While we were setting up the blog, POZ reported on findings from the PARTNER study, which further supports HIV treatment as prevention (TasP). Richman voiced his concerns about the article and the cautionary tone of the study’s accompanying editorial and press release, which he felt should have been more celebratory. As we discussed the challenges of explaining and interpreting study results about HIV transmission risk, we both realized it was an important conversation worth sharing.
Below is part of our email exchange, edited for clarity and length.
Bruce, thanks for talking about the PARTNER trial results, which were presented at the 21st International AIDS Conference (AIDS 2016), held in Durban, South Africa. The study followed straight and gay couples in which one person has HIV and the other partner doesn’t. It found no HIV transmissions between couples in which the person with HIV had an undetectable viral load. Our story about the study was headlined “Published Interim PARTNER Findings Stress Power of HIV Meds to Prevent Transmission.” I agree that we could have been more specific. Perhaps something like, “Study Finds Zero HIV Infections From Undetectable Partners.” How does that grab you?

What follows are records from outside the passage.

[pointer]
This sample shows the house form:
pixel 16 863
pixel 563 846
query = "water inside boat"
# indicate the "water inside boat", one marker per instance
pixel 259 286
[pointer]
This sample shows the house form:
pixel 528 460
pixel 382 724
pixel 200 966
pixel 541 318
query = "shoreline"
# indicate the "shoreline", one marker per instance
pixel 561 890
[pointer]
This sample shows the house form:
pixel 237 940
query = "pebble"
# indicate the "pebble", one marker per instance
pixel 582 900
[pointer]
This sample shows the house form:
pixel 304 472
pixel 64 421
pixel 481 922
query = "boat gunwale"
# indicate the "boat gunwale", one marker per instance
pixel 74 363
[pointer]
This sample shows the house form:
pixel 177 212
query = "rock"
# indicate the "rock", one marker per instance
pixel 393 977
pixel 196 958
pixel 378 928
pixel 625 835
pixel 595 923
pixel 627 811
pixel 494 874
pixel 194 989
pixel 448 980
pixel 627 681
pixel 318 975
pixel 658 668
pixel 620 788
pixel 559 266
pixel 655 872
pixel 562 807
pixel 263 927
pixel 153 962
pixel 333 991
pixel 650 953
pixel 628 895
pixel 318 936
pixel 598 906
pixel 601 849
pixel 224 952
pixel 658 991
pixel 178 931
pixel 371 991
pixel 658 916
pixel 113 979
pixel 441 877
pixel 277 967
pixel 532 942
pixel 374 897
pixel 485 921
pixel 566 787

Thanks for being so open to feedback. Absolutely, that revised headline works. It highlights the significance of the findings. Going one step further, the study is specifically about the risk of condomless sex, so it may be more effective to say, “Study Finds Zero HIV Infections From Condomless Sex With Undetectable Partners.”

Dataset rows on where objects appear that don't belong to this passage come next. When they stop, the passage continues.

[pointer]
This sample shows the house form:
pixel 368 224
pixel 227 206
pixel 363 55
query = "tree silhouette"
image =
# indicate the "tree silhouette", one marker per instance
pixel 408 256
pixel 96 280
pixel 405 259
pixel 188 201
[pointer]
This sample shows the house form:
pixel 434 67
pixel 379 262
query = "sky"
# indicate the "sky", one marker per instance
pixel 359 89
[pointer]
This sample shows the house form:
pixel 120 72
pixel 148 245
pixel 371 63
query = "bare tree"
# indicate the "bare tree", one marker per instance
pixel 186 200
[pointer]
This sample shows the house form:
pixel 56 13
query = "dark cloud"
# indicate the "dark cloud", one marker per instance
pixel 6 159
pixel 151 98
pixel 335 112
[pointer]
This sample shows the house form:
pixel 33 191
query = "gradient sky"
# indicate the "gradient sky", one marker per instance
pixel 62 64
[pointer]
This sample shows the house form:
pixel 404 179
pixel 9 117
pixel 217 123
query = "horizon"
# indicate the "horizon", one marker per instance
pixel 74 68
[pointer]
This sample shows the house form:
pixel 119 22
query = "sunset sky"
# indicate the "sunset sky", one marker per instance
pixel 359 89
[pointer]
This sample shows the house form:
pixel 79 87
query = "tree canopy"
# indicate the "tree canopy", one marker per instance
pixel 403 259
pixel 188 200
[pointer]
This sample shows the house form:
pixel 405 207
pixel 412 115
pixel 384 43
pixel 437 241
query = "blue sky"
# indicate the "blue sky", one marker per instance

I think you can highlight what really matters about this study to people with HIV, their partners and their providers. For example, the article mentions the new analysis focused on 888 mixed-HIV-status couples, and a few paragraphs later it says that there were 22,000 incidents of condomless sex among the gay couples and 36,000 among the straight ones. Combining those numbers in some parts of the article would make it clearer that there were 58,000 condomless sex acts. That’s a significant number and may otherwise get overlooked if reporting the acts separately. And it’s important to emphasize the role of condomless sex in the study.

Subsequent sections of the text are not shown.